CONCRETE UNIT #2
22.01 - 19.02_2014
“sulla violenza del tormento nella bellezza”
La tensione emotiva percepita nella poetica narrativa dell’opera d’arte, viene evocata dalla crudezza del rapporto causa-effetto presente nelle installazioni monumentali di Abate e nella ricerca metodica della purezza delle fotografie di Osio. Questi sono i linguaggi, lineari e interscambiabili, scelti per analizzare e rappresentare tre concetti essenziali dell’arte: tormento, violenza e bellezza; poiché colpiscono profondamente per la loro immediatezza, continua e intensa.
L’afflizione dell’anima, provocata da un sentimento che rode con insistenza, è spesso la condizione che spinge l’artista verso la ricerca di una soluzione che, se esternata con sapienza tecnica e sentimento, dà vita all’opera d’arte. Il tormento non è solo dolore e disagio, ma può anche essere uno stato di profondo raccoglimento e riflessione, quasi arrovellamento, su un concetto, un’idea; e come per un nodo stretto da sciogliere, solo un gesto forte e improvviso può essere liberatorio. La violenza con la quale l’energia creativa dell’artista si sprigiona e risolve il tormentato processo d’incubazione, dà vita all’opera d’arte e spesso, parlando una lingua universale che supera ogni differenza culturale, arriva a toccare le intime corde del percepire umano. Non è solo forza distruttiva, ingiustificata provocazione e volgarità la violenza è l’intensità e l’essenzialità di un messaggio che va dritto al punto, senza dolcificanti, senza retorica. Il punto di contatto tra la semplicità nel dare una forma all’idea artistica e la potenza nel comunicarla fa brillare la scintilla della bellezza. Il giudizio sulla piacevolezza estetica di un’opera è senza dubbio condizionato da un punto di vista soggettivo, ma la bellezza non è solo il gradevole alla vista, ma è piuttosto una sensazione di rispondenza alle leggi che regolano l’Universo e di consonanza all’armonia soprannaturale, che si sprigiona dall’opera d’arte.
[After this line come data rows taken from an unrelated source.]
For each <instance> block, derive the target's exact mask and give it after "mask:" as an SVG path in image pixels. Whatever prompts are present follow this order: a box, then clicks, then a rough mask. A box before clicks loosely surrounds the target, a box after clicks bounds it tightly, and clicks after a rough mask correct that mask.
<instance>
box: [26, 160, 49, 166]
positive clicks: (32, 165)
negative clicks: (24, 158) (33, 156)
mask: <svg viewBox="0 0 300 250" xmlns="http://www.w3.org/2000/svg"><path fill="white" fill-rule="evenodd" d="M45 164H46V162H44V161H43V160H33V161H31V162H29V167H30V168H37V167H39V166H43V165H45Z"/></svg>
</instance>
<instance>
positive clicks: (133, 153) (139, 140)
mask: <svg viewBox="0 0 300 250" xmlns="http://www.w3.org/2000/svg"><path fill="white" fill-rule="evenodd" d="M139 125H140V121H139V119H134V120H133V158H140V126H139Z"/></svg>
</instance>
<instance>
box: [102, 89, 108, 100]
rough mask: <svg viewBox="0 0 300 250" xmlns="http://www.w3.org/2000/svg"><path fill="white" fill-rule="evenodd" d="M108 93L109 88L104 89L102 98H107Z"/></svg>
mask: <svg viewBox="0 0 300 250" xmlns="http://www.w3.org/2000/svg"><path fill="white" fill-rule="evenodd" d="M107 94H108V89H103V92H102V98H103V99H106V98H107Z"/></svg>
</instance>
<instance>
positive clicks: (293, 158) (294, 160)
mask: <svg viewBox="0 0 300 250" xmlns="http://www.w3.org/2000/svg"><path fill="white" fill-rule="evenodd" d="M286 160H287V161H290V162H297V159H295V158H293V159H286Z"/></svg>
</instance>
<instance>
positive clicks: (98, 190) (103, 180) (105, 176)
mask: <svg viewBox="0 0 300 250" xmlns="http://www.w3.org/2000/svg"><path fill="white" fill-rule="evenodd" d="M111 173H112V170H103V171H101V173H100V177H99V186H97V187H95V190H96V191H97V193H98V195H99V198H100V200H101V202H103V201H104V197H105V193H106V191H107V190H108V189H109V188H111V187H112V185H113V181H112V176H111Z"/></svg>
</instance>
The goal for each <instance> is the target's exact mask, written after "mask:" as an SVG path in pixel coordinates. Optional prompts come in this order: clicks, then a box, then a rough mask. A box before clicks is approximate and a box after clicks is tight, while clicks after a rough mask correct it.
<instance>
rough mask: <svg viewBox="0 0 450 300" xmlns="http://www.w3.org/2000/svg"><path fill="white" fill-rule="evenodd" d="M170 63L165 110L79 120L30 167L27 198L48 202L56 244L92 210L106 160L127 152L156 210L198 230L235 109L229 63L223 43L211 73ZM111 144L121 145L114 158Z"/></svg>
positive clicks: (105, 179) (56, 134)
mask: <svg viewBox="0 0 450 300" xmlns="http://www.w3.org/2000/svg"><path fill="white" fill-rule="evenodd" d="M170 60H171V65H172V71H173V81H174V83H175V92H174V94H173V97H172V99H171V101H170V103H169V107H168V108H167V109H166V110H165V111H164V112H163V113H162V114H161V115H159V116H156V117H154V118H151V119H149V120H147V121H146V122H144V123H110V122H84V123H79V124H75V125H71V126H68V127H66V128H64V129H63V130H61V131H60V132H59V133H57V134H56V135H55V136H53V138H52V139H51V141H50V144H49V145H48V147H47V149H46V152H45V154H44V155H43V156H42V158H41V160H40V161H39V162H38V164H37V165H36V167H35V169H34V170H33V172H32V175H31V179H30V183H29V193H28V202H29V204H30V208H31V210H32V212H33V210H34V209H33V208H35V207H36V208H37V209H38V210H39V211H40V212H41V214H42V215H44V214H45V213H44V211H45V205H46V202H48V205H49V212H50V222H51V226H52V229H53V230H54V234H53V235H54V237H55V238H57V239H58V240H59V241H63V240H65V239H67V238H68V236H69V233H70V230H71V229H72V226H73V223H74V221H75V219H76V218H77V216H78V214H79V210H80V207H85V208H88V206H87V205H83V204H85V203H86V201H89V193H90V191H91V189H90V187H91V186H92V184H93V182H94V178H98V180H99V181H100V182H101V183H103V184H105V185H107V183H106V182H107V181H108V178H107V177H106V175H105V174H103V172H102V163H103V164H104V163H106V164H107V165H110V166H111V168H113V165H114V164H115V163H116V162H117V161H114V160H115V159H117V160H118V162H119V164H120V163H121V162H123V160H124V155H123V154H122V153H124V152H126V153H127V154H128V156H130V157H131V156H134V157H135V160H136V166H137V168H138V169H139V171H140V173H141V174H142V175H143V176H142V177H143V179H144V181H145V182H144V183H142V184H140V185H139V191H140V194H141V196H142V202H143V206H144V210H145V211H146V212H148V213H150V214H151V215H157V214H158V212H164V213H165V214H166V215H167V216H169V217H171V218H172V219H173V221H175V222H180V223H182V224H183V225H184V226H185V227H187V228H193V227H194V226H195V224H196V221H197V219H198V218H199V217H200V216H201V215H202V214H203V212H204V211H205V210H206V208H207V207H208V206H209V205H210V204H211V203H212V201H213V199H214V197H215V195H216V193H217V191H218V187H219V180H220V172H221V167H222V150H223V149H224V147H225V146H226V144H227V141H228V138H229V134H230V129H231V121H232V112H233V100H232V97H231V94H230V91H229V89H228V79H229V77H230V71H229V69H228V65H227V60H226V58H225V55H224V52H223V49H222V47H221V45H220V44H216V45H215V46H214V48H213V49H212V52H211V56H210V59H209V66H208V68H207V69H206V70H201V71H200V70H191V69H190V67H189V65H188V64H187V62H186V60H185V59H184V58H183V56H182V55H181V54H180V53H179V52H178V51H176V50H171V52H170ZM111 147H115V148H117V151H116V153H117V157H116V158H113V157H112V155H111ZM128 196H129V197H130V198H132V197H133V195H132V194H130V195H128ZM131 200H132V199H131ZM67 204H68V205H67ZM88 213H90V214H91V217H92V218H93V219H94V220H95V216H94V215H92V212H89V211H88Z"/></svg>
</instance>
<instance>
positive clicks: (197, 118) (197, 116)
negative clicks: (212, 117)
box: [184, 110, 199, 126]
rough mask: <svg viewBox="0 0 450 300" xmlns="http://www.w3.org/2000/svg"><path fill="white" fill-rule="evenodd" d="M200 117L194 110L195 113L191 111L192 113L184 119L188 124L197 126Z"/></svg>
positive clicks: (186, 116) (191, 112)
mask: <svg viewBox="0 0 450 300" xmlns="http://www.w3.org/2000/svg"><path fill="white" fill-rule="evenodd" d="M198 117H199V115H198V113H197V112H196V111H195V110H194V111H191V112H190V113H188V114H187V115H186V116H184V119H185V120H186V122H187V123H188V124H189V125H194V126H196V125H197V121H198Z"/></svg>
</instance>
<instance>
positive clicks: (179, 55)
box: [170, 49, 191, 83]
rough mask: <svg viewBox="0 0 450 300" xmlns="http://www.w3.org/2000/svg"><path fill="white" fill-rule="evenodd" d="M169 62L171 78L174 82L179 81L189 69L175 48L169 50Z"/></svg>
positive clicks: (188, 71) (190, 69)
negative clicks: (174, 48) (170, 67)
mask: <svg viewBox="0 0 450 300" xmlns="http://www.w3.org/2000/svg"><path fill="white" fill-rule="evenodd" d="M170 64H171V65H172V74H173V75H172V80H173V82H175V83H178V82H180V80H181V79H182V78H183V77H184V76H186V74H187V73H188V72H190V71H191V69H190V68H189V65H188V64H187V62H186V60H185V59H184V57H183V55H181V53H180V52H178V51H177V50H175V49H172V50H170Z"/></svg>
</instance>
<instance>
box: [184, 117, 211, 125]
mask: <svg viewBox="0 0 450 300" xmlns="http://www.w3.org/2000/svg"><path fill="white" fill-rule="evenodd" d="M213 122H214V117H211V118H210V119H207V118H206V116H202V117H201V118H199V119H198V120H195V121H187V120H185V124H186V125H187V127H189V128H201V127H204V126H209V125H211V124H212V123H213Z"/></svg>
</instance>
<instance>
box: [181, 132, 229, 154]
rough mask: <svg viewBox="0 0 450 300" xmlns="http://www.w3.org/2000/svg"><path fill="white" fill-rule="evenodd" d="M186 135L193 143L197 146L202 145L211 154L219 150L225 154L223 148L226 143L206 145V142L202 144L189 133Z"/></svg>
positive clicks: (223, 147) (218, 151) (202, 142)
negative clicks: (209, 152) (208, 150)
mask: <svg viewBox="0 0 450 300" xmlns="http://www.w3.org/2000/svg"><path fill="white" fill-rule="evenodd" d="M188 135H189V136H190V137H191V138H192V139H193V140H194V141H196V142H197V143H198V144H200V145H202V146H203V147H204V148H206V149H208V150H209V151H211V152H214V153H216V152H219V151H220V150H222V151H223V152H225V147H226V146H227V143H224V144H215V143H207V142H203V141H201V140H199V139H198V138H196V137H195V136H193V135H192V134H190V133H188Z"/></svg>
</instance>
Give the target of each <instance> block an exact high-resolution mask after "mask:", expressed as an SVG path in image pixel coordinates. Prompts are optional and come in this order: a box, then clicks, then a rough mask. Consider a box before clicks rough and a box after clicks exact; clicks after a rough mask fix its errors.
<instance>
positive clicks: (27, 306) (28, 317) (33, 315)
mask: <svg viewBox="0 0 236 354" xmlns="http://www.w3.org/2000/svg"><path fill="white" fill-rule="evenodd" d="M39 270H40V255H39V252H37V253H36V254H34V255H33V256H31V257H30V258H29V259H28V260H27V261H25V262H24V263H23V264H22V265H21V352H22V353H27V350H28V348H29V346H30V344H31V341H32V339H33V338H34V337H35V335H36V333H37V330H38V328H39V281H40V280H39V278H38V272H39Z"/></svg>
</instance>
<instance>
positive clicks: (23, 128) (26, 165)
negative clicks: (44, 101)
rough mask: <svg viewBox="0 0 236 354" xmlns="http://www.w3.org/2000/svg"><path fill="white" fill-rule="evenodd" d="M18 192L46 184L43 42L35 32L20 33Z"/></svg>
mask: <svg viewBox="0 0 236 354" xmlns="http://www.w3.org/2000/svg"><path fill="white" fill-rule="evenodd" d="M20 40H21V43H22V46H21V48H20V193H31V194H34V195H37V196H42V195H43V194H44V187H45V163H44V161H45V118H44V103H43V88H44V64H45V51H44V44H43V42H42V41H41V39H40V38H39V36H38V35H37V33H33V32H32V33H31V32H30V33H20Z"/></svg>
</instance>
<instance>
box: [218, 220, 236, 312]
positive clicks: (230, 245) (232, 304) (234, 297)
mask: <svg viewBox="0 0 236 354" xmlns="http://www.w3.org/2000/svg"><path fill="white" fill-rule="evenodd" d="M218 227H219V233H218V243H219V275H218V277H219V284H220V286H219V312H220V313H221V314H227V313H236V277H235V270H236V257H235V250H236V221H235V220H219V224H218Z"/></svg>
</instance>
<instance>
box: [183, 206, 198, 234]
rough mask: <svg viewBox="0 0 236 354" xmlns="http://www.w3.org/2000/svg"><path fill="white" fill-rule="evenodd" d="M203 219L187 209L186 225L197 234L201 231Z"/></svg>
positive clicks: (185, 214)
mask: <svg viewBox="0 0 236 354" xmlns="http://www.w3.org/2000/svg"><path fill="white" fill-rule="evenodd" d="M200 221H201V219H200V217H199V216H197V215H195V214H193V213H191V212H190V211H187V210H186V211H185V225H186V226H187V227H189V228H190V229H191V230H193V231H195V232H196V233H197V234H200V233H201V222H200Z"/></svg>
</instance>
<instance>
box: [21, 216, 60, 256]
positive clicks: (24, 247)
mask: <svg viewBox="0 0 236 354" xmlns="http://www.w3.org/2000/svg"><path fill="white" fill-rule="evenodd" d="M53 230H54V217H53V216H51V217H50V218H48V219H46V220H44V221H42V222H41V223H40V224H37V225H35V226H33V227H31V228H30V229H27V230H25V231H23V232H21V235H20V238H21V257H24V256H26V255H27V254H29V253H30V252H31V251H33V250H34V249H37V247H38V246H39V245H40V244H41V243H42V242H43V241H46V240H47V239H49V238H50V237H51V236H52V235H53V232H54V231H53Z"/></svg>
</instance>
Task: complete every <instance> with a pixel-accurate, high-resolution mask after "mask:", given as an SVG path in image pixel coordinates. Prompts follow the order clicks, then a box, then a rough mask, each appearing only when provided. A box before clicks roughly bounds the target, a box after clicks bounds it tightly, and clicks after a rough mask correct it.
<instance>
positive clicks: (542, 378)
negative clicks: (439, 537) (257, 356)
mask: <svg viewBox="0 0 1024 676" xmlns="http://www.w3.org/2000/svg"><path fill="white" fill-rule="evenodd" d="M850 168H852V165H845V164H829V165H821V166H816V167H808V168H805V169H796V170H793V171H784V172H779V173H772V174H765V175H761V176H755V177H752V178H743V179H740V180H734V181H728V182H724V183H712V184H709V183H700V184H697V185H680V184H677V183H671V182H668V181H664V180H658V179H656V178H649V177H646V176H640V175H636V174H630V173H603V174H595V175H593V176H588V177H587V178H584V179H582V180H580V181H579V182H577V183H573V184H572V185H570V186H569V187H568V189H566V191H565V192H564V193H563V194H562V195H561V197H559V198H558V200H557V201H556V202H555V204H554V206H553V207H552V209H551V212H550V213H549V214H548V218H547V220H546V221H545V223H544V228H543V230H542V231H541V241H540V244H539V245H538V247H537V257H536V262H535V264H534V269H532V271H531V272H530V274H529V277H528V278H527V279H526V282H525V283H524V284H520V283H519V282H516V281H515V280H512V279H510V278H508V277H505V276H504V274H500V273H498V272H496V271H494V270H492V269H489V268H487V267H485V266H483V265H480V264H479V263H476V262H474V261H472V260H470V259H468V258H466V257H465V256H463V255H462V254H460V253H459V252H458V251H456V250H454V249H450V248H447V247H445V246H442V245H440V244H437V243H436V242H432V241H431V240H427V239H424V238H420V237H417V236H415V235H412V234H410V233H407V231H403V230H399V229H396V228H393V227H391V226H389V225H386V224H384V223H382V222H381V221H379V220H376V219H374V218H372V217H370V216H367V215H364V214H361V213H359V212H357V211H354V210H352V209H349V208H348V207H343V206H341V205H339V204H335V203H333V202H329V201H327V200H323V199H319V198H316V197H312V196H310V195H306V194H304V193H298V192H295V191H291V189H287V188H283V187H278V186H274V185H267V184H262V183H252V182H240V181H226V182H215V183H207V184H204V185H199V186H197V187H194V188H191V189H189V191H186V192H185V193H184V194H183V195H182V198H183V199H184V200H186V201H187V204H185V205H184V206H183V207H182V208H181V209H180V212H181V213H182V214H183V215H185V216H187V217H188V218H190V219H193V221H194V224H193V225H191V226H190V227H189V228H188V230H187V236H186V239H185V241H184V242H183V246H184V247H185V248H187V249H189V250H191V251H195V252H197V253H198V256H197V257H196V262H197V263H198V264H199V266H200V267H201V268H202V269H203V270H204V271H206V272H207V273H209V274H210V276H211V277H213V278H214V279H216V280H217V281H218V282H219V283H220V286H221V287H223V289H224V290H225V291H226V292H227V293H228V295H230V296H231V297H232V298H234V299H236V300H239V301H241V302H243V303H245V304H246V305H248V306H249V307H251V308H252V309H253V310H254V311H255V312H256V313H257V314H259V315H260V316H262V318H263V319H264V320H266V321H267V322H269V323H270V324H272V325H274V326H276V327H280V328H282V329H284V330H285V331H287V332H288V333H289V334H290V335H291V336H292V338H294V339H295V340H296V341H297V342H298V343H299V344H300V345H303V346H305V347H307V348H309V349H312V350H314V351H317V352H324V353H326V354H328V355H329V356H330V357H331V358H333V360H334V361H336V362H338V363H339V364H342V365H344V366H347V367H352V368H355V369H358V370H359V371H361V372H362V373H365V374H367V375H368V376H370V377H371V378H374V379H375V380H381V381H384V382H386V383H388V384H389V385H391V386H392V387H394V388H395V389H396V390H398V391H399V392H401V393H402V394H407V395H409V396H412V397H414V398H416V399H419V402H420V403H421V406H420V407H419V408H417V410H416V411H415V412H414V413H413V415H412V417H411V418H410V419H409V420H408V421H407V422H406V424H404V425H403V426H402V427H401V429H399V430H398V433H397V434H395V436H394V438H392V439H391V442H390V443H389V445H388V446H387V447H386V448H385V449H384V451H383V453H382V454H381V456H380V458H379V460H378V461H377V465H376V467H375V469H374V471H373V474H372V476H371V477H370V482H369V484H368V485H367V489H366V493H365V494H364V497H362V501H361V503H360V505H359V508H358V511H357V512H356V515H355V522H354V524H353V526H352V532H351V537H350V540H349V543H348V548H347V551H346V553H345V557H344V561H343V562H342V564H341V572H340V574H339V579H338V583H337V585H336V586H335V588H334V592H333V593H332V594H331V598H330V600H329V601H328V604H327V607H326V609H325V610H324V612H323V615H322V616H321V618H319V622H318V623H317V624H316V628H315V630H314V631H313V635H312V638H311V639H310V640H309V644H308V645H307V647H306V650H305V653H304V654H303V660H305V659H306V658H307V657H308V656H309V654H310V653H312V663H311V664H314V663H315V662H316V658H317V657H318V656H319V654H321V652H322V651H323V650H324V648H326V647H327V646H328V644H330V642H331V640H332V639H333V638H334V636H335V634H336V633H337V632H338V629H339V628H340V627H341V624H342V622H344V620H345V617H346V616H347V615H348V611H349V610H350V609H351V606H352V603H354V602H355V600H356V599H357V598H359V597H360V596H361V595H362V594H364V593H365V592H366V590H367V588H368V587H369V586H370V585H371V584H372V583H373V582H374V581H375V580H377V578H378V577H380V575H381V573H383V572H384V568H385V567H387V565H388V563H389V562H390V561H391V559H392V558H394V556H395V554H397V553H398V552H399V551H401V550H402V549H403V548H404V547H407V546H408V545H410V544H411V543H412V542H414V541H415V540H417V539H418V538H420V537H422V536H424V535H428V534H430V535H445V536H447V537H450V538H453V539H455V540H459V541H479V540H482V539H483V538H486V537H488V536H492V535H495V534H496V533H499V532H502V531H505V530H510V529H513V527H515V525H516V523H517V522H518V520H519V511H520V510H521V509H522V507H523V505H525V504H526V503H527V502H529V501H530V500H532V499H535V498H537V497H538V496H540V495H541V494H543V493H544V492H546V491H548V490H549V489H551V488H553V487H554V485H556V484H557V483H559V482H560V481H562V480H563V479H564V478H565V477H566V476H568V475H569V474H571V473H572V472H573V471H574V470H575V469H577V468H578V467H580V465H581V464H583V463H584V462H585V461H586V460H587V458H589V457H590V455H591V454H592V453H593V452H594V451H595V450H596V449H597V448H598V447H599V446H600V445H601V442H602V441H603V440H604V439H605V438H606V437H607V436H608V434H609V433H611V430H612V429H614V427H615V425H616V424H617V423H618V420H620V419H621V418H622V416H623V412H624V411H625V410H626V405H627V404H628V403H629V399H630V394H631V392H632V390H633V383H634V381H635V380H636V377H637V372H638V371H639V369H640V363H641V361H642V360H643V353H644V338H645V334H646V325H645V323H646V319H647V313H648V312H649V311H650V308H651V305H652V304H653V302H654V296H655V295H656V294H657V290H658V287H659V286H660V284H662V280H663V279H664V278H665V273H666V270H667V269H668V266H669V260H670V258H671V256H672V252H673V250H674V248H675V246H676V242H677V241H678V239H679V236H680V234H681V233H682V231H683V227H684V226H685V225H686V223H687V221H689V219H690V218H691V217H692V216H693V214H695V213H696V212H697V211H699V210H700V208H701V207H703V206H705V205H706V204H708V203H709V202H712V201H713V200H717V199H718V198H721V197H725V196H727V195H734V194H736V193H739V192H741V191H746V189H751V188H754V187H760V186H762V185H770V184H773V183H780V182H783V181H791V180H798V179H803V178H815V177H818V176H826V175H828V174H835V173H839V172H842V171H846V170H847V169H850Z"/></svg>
Quando l’interlocutore, di fronte all’opera d’arte, si sente in contatto con le energie più profonde che regolano il Mondo, l’artista è riuscito a rendere globale il suo linguaggio artistico perché arcaico, e ad usare un alfabeto atavico che si ascolta con l’anima.
Il progetto nasce ad Istanbul dove gli artisti, lontani dal proprio contesto d’appartenenza, si sono spogliati delle proprie abitudini, convinzioni e convenzioni per ritrovarsi vergini e liberi di lasciarsi vestire dei panni locali, senza però rinunciare a un atteggiamento dialettico che creasse un confronto di idee.
Lo scopo del progetto è investire l’artista di un ruolo interlocutorio verso una cultura nuova e diversa, lasciando che il proprio lavoro sia influenzato e ispirato ideologicamente, ma anche concretamente nella sua realizzazione. In ogni tappa scelta per Concrete Unit gli artisti hanno l’opportunità di crescere mettendosi in gioco e utilizzando nelle proprie opere un linguaggio contaminato e barbarico, non più inteso come sinonimo di inciviltà, ma piuttosto come definizione di una forma mentis libera da vincoli e senza confini di appartenenza culturale.